RAFAH CROSSING, Egypt — A group of 50 sick and wounded Palestinian children began crossing to Egypt for treatment through Gaza’s Rafah crossing on Saturday, the first opening of the border since Israel captured it nearly nine months ago.
The reopening of the Rafah crossing represents a significant breakthrough that bolsters the ceasefire deal Israel and Hamas agreed to earlier this month. Israel agreed to reopen the crossing after Hamas released the last living female hostages in Gaza.
Egyptian television showed an Palestinian Red Cross ambulance pulling up to the crossing gate, and several children were brought out on stretchers and transferred to ambulances on the Egyptian side. Gaza’s Health Ministry said around 60 family members were accompanying the children.
The children are the first in what are meant to be regular evacuations of Palestinians through the crossing for treatment abroad. Over the past 15 months, Israel’s campaign against Hamas in retaliation for the militants’ Oct. 7, 2023 on southern Israel has decimated Gaza’s health sector, leaving most of its hospitals out of operation. Care for the population has been crippled, even as tens of thousands of Palestinians were wounded by Israel’s bombardment and ground offensives.
Mohammed Zaqout, the director of hospitals in Gaza’s Health Ministry, said more than 6,000 patients were ready to be evacuated abroad, and more than 12,000 patients were in urgent need of treatment. He said the small numbers set to be evacuated will not cover the need, “and we hope the number will increase.”

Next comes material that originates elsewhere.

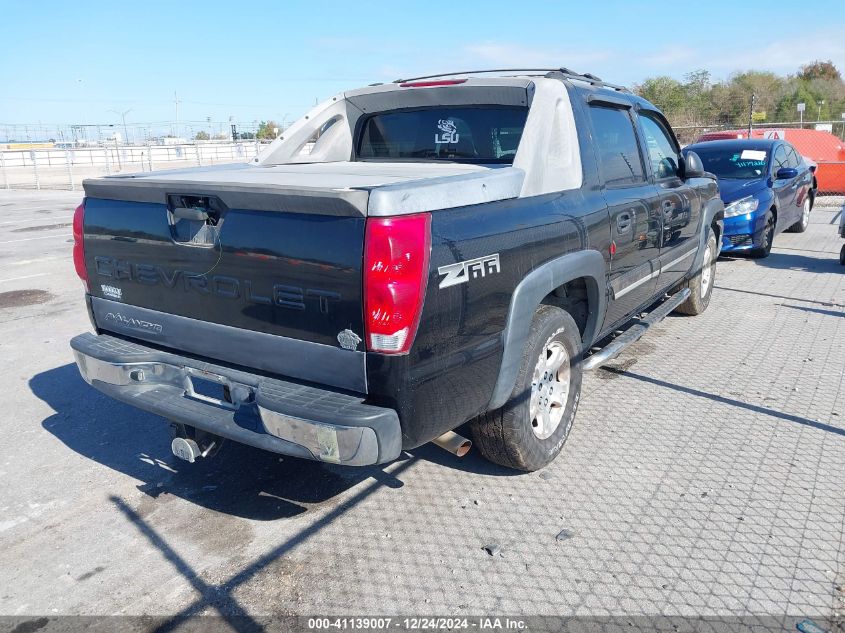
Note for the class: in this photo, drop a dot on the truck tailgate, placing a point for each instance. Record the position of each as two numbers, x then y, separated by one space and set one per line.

Rafah is Gaza’s only crossing that does not enter into Israel. Israeli forces closed the Rafah crossing in early May after seizing it during an offensive on the southern city. Egypt shut down its side of the passage in protest.
Even before the Gaza war began, the Rafah crossing represented a crucial escape valve from the territory. An Israeli-Egyptian blockade aimed at containing Hamas has crippled health facilities and infrastructure in Gaza for the past 15 years. Palestinians routinely applied for permission to travel outside the territory for lifesaving treatments not available in Gaza, including chemotherapy.
It took some diplomatic gymnastics to reopen the crossing and overcome security disputes between Israeli, Egyptian and Palestinian officials. Hamas had overseen the border since 2007, when it took control of Gaza from its rival, the internationally recognized Palestinian Authority, or PA, after winning parliamentary elections in 2006.
Management of the crossing is a sensitive issue. Israel accused Hamas of using its control of the border to smuggle weapons — a claim Egypt has denied. Israel has also refused to allow the Palestinian Authority to officially take over management of the crossing.
Instead, the crossing will be staffed by Palestinians from Gaza who previously served as border officers with the PA, but they will not be allowed to wear official PA insignia, a European diplomat said, speaking on condition of anonymity because the official was not authorized to brief the media. Israel has screened the officers to ensure they have no affiliation with Hamas, the European diplomat added.
European Union monitors will also be present, as they were before 2007.
Negotiations on the second phase of the deal — which calls for a permanent ceasefire, full Israeli withdrawal from Gaza and the release of any remaining hostages — are supposed to begin Monday. Israel has resisted the notion that the PA would control postwar Gaza.